第72回 診療放射線技師国家試験 撮影技術 AMの解説を作成しました。
良ければ参考にしてください。
参考図書
83 X線が複数の線減弱係数の異なる組織を透過することによって生じるX線写真の陰影変化を説明するのはどれか。
1.重積効果 2.接線効果 3.ヒール効果 4.部分容積効果 5.Groedel<グレーデル>効果
解 1
消去法で解答するのがオススメでしょうか。
2.接線効果は、X線束が被写体に対して接線で入射した時に発生します。
少し難しいですが、随伴陰影と関連しています。随伴陰影は骨の陰影に沿って見える線状陰影のことです。鎖骨の上縁に皮下軟部組織が、肋骨の下縁などに軟部組織が線状陰影で見えることを言います。
3.ヒール効果、4.部分容積効果 割愛します。
5.グレーデル効果は、フラットパネルなどの受像器に到達する散乱線を減少させる撮影法です。受像器に入る散乱線が減ることで、コントラストが向上します。頚椎の側面撮影等が該当します。
問題文より、重積効果はX線が複数の線減弱係数の異なる組織を透過することによって生じるX線写真の陰影変化のことを言うそうです。
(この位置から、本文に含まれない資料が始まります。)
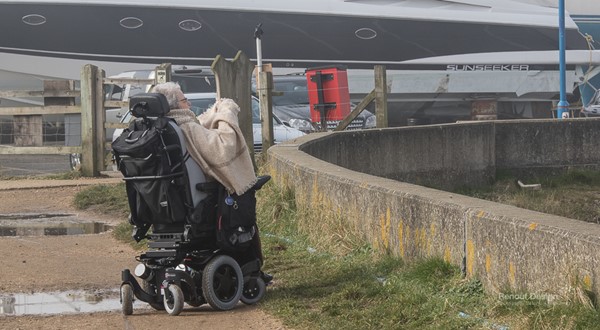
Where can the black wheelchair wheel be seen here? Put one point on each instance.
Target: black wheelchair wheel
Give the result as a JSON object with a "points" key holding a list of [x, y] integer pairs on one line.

84 デジタルトモシンセシスについて正しいのはどれか。
1.CR受像器を用いる。
2.多方向から撮影する。
3.受像器に垂直な断層像を得る。
4.断層面の数と同数の撮影を繰り返す。
5.スライス厚分解能は投影角度には依存しない。
解 2
トモシンセシスについて、勉強不足+使用経験が少ないため詳細は割愛させて頂きます。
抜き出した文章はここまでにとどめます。